In order to minimise stress, an employer might:
- provide support (eg an employee assistance programme)
- provide additional resources (eg providing assistance with work)
- provide leave for stress
- liaise with the employee and the employee's doctor or medical specialist
- discuss and adjust the mix of duties
- reduce the employee’s hours by agreement
- suggest alternative, less stressful roles for the employee.
Ramanlal worked as a waiter in a restaurant where customers were often rude to him. Some kitchen staff were also abusive to him when he made mistakes. Ramanlal started to dread coming to work and became more subdued and withdrawn. The stress also started to affect his sleep.
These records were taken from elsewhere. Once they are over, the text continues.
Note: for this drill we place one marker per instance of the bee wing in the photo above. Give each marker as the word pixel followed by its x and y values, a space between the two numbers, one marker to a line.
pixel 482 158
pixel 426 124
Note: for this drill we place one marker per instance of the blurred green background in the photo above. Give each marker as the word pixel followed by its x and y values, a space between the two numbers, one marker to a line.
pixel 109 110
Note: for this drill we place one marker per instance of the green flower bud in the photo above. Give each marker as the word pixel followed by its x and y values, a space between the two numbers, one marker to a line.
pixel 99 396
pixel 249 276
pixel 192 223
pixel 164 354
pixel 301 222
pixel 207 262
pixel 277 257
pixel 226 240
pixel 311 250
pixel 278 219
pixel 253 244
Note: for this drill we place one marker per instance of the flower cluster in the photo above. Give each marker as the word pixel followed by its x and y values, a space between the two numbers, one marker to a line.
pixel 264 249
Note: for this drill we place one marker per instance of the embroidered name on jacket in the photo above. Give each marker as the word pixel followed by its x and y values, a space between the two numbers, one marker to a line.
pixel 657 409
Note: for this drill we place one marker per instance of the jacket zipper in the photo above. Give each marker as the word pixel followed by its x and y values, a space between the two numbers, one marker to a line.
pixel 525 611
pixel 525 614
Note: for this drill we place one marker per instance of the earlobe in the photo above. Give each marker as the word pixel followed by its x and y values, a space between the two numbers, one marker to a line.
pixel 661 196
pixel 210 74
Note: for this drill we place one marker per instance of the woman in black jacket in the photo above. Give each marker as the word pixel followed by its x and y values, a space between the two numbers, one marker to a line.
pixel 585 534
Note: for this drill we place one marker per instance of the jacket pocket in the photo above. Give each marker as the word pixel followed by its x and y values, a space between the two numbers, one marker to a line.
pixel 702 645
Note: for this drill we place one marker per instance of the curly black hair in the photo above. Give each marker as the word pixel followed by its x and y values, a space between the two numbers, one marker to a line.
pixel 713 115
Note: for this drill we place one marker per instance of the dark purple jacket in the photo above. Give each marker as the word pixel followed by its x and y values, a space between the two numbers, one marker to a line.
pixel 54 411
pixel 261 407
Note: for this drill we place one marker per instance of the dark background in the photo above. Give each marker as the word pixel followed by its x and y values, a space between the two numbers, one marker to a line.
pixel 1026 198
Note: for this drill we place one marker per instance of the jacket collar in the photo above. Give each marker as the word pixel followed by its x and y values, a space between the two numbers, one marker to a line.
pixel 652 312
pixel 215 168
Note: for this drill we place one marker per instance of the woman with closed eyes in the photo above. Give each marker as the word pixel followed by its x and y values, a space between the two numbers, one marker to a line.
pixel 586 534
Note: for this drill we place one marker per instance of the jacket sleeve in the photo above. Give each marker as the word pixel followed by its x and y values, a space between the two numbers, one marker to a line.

He had to take a few days’ sick leave because he felt unable to cope any longer.
On his return to work, he gave his manager, Mei, a medical certificate stating that he was suffering from clinical depression due to the unpleasant work environment. Mei offered him a week of paid stress leave, in addition to his sick leave allowance, while she investigated the problem and tried to make adjustments.
While Ramanlal was on sick leave, Mei started a new company procedure regarding dealing with rude customers, so that employees would be more supported. She also investigated Ramanlal’s allegations of workplace bullying and started disciplinary procedures with the most problematic employees. These actions aimed to minimise the stress on Ramanlal, although the stress could not be completely isolated due to the nature of the work.
Tips for employees
Some strategies for managing workplace stress can include:
- taking regular breaks
- learning how to act rather than react – we experience stress when we feel situations are out of our control
- taking a deep breath – a few minutes of deep breathing can help restore balance if you are feeling stressed; there are some great tools to help with this at QuietKit. (external link)
- minimising interruptions – make a plan to control regular interrupters, for example, only answer emails during certain windows of time
- eating and sleeping well
- keeping physically fit by doing regular exercise.
Visit WorkSafe New Zealand to see their resources on identifying and managing stress (external link) .
Stress outside of the workplace
Employers are not responsible for issues outside the workplace, such as stress caused by breakdown of personal relationships or personal finances. That said, employers should take reasonable measures to help an employee deal with stress outside of work.